Un outil novateur pour la recherche sur les droits humains

« Le lancement de la Plateforme Gaza aujourd’hui, un an après le début du conflit, est une étape importante pour rendre compte de l’ampleur des violations perpétrées à Gaza en 2014. C’est aussi un appel lancé aux personnes et aux organisations, pour qu’elles envoient des photos, des témoignages et d’autres éléments de preuve concernant les attaques qu’elles ont vécues ou recensées durant le conflit », a déclaré Eyal Weizman, directeur de Forensic Architecture.

À l’ère du numérique, les moyens de collecte d’informations durant une crise des droits humains comme celle du conflit à Gaza en 2014 sont à la fois accélérés et accrus. Les preuves multimédia jouent souvent un rôle crucial pour confirmer ce qui s’est passé après coup. La Plateforme Gaza propose une méthode efficace permettant de traiter et de recouper différents types d’information.

La Plateforme Gaza exploite la puissance des nouveaux outils numériques en vue de mieux appréhender des événements complexes tels que le conflit à Gaza en 2014. Elle permet aux utilisateurs de changer d’échelle – de passer de chaque attaque en détail à une vision générale du conflit dans son ensemble – en faisant ressortir les liens entre des événements dispersés.

Francesco Sebregondi, chercheur à Forensic Architecture et coordinateur du projet Plateforme Gaza

« La Plateforme Gaza exploite la puissance des nouveaux outils numériques en vue de mieux appréhender des événements complexes tels que le conflit à Gaza en 2014. Elle permet aux utilisateurs de changer d’échelle – de passer de chaque attaque en détail à une vision générale du conflit dans son ensemble – en faisant ressortir les liens entre des événements dispersés, a déclaré Francesco Sebregondi, chercheur à Forensic Architecture et coordinateur du projet Plateforme Gaza.

« Nous considérons ce projet comme une première étape vers des systèmes de surveillance des conflits plus efficaces, étayés par des plateformes collaboratives qui facilitent le partage de données entre les témoins sur le terrain, les organisations et les citoyens du monde entier. »

Complément d’information

Forensic Architecture est un projet de recherche et de conseil basé au Goldsmiths College de l’Université de Londres.

La Plateforme Gaza est le projet pilote d’un nouvel outil de cartographie et de visualisation des données visant à faciliter les recherches menées sur les conflits armés et les violations des droits humains.

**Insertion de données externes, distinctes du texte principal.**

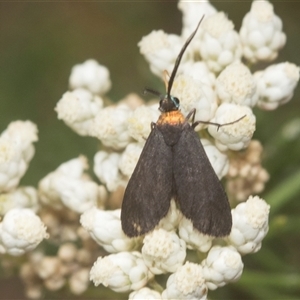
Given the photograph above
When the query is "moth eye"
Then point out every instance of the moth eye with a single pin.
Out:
(175, 101)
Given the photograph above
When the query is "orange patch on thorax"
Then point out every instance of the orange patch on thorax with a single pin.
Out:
(172, 118)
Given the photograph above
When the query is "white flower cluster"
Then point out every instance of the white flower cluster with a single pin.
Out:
(21, 230)
(213, 78)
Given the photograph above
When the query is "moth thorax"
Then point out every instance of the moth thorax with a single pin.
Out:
(168, 103)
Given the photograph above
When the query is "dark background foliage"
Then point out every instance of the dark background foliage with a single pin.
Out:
(41, 41)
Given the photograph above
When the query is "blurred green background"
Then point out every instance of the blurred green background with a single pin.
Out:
(41, 41)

Baptisé PATTRN, cet outil a été développé par Forensic Architecture avant d’être mis en pratique par Amnesty International, en collaboration avec les organisations palestiniennes de défense des droits humains Al Mezan et le Centre palestinien pour les droits humains.

L’objectif à long terme est de créer un outil pouvant être utilisé plus largement par les chercheurs sur les droits humains, les enquêteurs, les journalistes et les citoyens, afin de leur permettre de partager des informations et de surveiller les conflits et les crises de manière collaborative.